Our multinational team has previously collected field samples for influenza viruses in both the United States [4, 5] and in China [6, 7]. Our goal in this study was to examine a panel of animal, environmental, and human field samples collected in both the United States and China with evidence of influenza A or B virus against both classical virologic techniques and a new microarray assay, the FluChip-8G (FC8G) Insight Assay (InDevR Inc. Boulder, CO) at our laboratories at Duke University in Durham, NC and at Duke Kunshan University (DKU) in Kunshan China.
Materials and methods
We sought to compare traditional laboratory detection and subtyping methods (partial or full genome sequencing, or real time PCR subtyping) with the new FluChip-8G Insight Assay technology. Published real-time polymerase chain reaction (qPCR) and real-time reverse transcription polymerase chain reaction (qRT-PCR) assays for influenza A and B viruses were used with cDNA positive controls and nuclease-free water as negative controls.
Sample processing
For bioaerosol samples and clinical laboratory specimens, viral RNA was extracted from each 200 μl sample and eluted in 50 μl of elution buffer using a QIAamp MinElute Virus Spin Kit (Cat. No. 57704, Qiagen Inc., Hilden, Germany). Extracted RNA was then tested for the presence/absence of influenza A [8] and influenza B [9] by real-time reverse transcriptase polymerase chain reaction (qRT-PCR) assays using the SuperScript III Platinum One-Step qRT-PCR Kit (Thermo Fisher Scientific Inc., Waltham, MA). Each qRT-PCR run had positive and negative template controls. qRT-PCR reactions were performed in a 20 μL reaction mixture containing 5 μL template RNA under the following conditions: 50 °C for 30 min, 95 °C for 2 min, 45 cycles of 95 °C for 15 s, and 55 °C for 30 s.
For pig oral secretion and environmental samples, viral RNA was extracted using a MiniBEST viral RNA/DNA Extraction Kit (Cat.

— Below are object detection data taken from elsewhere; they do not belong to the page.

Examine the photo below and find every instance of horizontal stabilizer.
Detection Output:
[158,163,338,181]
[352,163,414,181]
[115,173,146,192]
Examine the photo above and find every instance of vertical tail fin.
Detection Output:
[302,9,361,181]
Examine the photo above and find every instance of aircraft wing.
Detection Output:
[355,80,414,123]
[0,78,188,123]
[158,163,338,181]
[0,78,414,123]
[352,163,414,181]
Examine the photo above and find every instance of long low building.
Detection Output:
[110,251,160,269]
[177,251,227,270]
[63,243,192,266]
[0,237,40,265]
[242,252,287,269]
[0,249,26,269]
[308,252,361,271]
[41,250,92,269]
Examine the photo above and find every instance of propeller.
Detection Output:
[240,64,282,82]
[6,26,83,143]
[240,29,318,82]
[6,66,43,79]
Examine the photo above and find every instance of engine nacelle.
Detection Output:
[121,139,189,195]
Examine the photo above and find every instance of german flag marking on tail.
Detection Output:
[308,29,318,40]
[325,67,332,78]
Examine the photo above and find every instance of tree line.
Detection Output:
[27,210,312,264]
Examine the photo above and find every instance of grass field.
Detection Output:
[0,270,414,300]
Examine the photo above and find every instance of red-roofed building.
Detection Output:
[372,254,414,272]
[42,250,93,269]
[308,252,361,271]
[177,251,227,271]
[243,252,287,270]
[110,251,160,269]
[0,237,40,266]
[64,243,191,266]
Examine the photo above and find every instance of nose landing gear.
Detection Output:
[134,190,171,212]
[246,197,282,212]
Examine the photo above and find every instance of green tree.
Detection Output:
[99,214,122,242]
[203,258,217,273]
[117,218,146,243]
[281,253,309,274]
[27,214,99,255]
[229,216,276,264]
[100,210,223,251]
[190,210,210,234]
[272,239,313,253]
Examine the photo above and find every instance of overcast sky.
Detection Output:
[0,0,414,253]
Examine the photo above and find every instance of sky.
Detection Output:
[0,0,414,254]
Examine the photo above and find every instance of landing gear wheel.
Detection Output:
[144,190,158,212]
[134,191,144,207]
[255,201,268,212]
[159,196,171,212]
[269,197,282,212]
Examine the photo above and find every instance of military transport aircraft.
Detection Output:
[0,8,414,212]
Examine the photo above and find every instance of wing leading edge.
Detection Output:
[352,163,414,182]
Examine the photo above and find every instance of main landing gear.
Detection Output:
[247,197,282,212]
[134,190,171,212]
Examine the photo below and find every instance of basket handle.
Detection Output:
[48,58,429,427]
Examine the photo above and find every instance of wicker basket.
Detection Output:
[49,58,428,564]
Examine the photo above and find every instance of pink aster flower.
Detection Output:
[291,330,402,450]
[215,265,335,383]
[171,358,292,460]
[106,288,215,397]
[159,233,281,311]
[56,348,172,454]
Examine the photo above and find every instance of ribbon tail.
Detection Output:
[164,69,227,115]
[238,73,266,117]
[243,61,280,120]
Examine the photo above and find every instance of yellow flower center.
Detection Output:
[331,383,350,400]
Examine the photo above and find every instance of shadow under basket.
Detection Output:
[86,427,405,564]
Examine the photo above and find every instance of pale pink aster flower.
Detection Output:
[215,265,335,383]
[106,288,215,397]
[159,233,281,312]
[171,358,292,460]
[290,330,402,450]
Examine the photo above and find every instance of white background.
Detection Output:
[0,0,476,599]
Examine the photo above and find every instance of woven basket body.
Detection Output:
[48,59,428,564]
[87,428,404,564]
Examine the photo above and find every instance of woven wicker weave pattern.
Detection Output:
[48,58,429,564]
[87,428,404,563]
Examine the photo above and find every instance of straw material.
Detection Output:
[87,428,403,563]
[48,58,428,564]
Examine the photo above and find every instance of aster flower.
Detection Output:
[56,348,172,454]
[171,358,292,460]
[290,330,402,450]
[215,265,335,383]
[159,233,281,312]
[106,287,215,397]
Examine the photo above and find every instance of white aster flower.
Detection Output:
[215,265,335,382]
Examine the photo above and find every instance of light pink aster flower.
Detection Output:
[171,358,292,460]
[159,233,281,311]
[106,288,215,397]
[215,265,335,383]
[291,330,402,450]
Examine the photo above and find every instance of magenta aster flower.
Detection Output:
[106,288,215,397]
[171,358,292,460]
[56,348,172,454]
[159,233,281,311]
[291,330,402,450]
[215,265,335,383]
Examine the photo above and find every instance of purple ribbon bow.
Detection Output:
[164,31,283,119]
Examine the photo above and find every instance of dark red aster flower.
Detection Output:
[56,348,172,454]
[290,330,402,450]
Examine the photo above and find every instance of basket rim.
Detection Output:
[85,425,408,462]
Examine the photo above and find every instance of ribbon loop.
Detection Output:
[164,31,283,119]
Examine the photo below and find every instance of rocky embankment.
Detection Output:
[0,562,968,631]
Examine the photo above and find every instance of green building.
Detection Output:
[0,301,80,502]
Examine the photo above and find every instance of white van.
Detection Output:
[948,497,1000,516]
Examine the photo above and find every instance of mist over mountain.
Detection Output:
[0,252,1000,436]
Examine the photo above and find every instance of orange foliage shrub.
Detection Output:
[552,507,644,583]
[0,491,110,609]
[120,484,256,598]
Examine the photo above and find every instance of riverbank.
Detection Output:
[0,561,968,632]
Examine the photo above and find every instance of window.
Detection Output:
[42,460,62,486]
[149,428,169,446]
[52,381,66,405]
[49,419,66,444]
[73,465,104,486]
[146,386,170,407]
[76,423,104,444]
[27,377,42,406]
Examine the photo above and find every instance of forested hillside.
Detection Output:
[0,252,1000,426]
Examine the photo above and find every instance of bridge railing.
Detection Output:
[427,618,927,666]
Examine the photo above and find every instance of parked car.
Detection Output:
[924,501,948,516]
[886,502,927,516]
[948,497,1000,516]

No. 9766, TaKaRa, Dalina, China). Extracted RNA was screened for influenza A by a qRT-PCR assay targeting the influenza matrix genome segment [10] using a One-Step RT-PCR kit (Cat. No. 56046, TaKaRa, Dalian, China). Each qRT-PCR run had positive and negative template controls. qRT-PCR reactions were performed under the following conditions: 42 °C for 30 min, 94 °C for 2 min, 40 cycles of 94 °C for 15 s, and 55 °C for 30 s.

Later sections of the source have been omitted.